Economy: Picking Up Speed

In the first decade of the new millennium, Georgia lost nearly 200,000 – or four out of every 10 – manufacturing jobs. Since 2010, however, there have been some major project announcements in Georgia, bolstering prospects for job growth in aircraft (Gulfstream), automobile (Kia and its growing roster of suppliers), construction equipment (Caterpillar), flooring (Engineered Floors, Beaulieu International Group, Surya), chemical (Southern Ionics, Otsuka Chemical) and appliance manufacturing (Keurig Green Mountain).

Advanced manufacturing will continue to be a source of high-paying jobs, with cyclical economic recovery, better incentives, low domestic natural gas prices and rising production costs overseas – especially in China – contributing to the state’s growing manufacturing activity and employment in 2015.

Concerns about product quality and management of the risks associated with increasingly complex and time-sensitive supply chains also make manufacturing in Georgia more attractive than overseas. Georgia will continue to lure manufacturers with its superior transportation, logistics and distribution infrastructure; lower costs of doing business; a favorable tax structure; and significantly more competitive economic development incentives.

Although manufacturers’ contribution to Georgia’s GDP will rise rapidly in 2015, incoming employment data strongly imply that manufacturing jobs are not coming back too quickly, mostly due to productivity gains.

That will sustain the cyclical recovery in manufacturing employment, but at the current pace it will take three decades to replace the manufacturing jobs that were lost. Still, the sector’s output is growing much faster than employment, and the multiplier effects of the direct, on-site jobs are often much higher than those generated in non-manufacturing industries.

To become a state where manufacturing activity – as well as jobs – truly concentrates, Georgia will need to: (1) develop a better educated, more highly skilled and more productive manufacturing workforce that can use the newest technologies; and (2) become a more fertile ground for developing and quickly adopting innovative productivity-enhancing technologies.

The construction of the Georgia BioScience Training Center, which will support training for Baxter International’s new facility, is a good example of providing much needed skills to the workforce that simultaneously incentivize and attract life sciences companies.

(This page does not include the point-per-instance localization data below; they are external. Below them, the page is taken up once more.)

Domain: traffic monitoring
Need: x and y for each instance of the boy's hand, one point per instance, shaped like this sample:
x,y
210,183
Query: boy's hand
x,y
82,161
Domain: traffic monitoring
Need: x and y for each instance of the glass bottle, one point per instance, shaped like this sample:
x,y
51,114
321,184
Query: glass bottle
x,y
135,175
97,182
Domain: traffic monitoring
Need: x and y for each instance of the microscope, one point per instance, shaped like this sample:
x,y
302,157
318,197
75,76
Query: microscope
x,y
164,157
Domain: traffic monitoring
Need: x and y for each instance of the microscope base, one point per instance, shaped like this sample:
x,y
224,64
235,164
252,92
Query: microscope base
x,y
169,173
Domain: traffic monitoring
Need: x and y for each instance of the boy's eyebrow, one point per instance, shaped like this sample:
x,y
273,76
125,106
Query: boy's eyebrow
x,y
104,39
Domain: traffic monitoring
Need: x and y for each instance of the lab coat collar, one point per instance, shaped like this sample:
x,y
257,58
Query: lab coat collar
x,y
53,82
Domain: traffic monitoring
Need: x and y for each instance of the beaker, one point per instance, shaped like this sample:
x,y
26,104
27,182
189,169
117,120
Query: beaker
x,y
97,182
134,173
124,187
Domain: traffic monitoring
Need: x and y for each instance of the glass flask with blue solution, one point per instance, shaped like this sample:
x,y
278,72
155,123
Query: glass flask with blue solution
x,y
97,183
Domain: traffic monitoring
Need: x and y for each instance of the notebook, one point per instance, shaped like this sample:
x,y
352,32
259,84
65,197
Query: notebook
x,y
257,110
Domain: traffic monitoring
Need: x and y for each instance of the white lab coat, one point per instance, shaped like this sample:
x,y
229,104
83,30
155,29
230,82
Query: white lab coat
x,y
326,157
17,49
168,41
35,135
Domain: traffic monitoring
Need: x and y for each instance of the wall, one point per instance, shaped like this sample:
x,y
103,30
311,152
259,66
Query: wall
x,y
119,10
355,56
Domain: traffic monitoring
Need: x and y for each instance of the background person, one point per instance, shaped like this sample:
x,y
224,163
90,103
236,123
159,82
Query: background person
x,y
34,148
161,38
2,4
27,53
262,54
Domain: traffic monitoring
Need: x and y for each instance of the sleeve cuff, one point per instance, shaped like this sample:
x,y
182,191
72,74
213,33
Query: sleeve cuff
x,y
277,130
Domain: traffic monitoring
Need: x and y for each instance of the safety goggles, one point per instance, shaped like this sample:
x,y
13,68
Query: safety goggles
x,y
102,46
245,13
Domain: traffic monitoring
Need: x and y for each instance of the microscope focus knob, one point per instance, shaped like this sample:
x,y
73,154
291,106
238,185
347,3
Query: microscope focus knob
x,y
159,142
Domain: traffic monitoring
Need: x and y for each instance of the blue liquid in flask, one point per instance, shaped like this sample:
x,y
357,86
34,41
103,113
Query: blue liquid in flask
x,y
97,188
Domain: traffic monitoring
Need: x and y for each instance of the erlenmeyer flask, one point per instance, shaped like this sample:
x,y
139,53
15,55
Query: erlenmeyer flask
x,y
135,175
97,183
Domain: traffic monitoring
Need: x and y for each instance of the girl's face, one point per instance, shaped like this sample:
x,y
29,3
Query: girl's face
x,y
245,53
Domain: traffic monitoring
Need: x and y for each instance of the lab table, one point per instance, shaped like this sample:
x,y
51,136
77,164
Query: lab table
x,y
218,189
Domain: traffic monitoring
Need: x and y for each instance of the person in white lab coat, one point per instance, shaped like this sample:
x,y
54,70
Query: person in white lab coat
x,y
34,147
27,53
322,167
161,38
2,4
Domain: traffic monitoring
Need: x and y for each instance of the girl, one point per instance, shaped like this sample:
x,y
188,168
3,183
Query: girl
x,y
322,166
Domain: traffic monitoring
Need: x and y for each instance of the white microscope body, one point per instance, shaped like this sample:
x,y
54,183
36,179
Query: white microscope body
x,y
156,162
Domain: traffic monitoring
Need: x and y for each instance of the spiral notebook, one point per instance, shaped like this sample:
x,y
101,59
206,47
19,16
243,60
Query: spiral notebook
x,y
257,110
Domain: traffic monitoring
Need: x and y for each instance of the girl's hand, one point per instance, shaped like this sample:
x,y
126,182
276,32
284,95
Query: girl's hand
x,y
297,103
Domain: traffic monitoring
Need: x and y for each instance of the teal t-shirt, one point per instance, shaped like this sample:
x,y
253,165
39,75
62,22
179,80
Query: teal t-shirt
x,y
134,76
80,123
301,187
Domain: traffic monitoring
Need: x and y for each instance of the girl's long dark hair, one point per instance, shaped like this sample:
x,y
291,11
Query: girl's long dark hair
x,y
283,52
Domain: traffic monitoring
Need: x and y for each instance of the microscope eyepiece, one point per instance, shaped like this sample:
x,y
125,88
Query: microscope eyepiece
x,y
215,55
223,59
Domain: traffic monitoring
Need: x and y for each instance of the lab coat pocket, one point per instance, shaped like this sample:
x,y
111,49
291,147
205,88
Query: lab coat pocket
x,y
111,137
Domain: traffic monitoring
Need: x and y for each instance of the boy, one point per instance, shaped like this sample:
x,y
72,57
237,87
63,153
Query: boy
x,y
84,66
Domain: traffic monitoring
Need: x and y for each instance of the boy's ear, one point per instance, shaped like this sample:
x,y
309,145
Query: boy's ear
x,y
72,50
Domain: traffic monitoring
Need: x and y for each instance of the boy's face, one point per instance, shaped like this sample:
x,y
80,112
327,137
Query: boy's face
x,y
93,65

We rank very high in manufacturing competitiveness in terms of talent-based innovation, the legal system, property rights and physical infrastructure. Of course, China’s costs are still much lower than ours, and its government investment in manufacturing/innovation focused research and development is much higher.

Nonetheless, appreciation of China’s currency, the tightening of its labor markets and our low natural gas prices are helping to shrink the cost advantage of manufacturing in China.

Costs, logistics and tax advantages make Georgia very competitive with other states and nations when it comes to landing economic development projects. That’s partially because Georgia made several strategic shifts in its economic development strategy, including passing legislation in 2012 to create a large deal-closing fund and eliminate sales and use taxes on energy used in manufacturing.

These changes made Georgia more competitive, but the state will have to be very aggressive in closing the right deals and targeting industries that both expand the economic base and have good potential for long-term growth. Georgia must focus on innovation-based companies and invest strategically to grow clusters in areas such as advanced manufacturing, biotechnology or information technology. Its statutory incentives, which help to get Georgia shortlisted by site selection professionals, must also remain competitive. It’s only after Georgia is shortlisted that these critical deal-closing incentives come into play.

To fully leverage Georgia’s new economic development policies, our restructured private-sector economy and manufacturers’ renewed interest in producing domestically, Georgia needs to adjust its priorities to put a much greater emphasis on educational achievement. That will be critical in terms of improving Georgia’s competitiveness, which ultimately determines our standard of living.